If they are telling the truth, that is no small thing. Given the effort that goes into preserving the health of top party members in China, they must have great confidence in the vaccine to be using it on themselves.
The vaccine, in turn, will provide a platform for Chinese diplomacy to gain pace as well.
China’s overly belligerent reaction to any criticism of its initial handling of COVID-19 (and its subsequent so-called "mask diplomacy") has seen its standing in developed countries plummet.
Beijing may be able to do little to correct that. Internal politics in China make any backsliding from the pre-determined grand struggle against the West, and especially America, just about impossible, apart from tactical zig-zags here and there.
But the provision of a vaccine to developing countries such as Indonesia that are struggling to bring the virus to heel could be enormously beneficial to Beijing’s standing with governing elites and the population at large.
Xi, as head of the communist party and just about everything else in China, is driving Beijing’s ambition on all fronts. By the year’s end, he is looking stronger than ever, and the US, and its political system, weaker.
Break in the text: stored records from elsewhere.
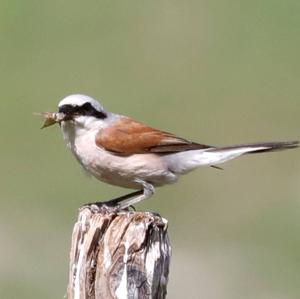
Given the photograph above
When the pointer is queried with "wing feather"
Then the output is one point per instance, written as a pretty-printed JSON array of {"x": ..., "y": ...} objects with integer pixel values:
[{"x": 127, "y": 136}]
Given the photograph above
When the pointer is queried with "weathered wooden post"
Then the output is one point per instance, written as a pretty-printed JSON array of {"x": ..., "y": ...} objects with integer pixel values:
[{"x": 122, "y": 255}]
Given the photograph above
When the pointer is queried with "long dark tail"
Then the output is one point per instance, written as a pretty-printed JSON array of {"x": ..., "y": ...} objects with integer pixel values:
[
  {"x": 261, "y": 147},
  {"x": 219, "y": 155}
]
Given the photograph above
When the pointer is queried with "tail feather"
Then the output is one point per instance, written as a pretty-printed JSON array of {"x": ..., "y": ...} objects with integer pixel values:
[
  {"x": 262, "y": 147},
  {"x": 186, "y": 161}
]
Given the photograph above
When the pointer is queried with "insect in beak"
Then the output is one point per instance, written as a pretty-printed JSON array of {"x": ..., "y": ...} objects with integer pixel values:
[{"x": 51, "y": 118}]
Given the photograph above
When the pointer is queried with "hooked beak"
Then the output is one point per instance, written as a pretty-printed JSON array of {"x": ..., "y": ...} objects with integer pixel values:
[{"x": 52, "y": 118}]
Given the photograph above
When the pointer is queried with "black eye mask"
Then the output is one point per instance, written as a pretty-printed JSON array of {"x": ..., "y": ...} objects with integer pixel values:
[{"x": 86, "y": 109}]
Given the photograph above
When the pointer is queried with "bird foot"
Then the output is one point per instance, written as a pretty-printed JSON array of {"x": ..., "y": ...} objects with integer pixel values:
[{"x": 105, "y": 208}]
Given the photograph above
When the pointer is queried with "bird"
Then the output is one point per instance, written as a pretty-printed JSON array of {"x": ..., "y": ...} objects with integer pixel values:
[{"x": 121, "y": 151}]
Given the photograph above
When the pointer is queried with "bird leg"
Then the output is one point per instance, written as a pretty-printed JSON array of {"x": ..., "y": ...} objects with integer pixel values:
[{"x": 128, "y": 200}]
After struggling to manage an unpredictable Trump early in his first term, Beijing now sees him much more an agent and accelerant of a secular American decline.
They may be wrong. Beijing has gone through a few bouts of hubris over the last decade only to find that the US was a much more resilient and enduring power than they had thought.
Their frenetic pace on all fronts at the moment suggests that they think that this time will be different, no matter who wins in the US presidential election next week.
Richard McGregor is a senior fellow at the Lowy Institute in Sydney.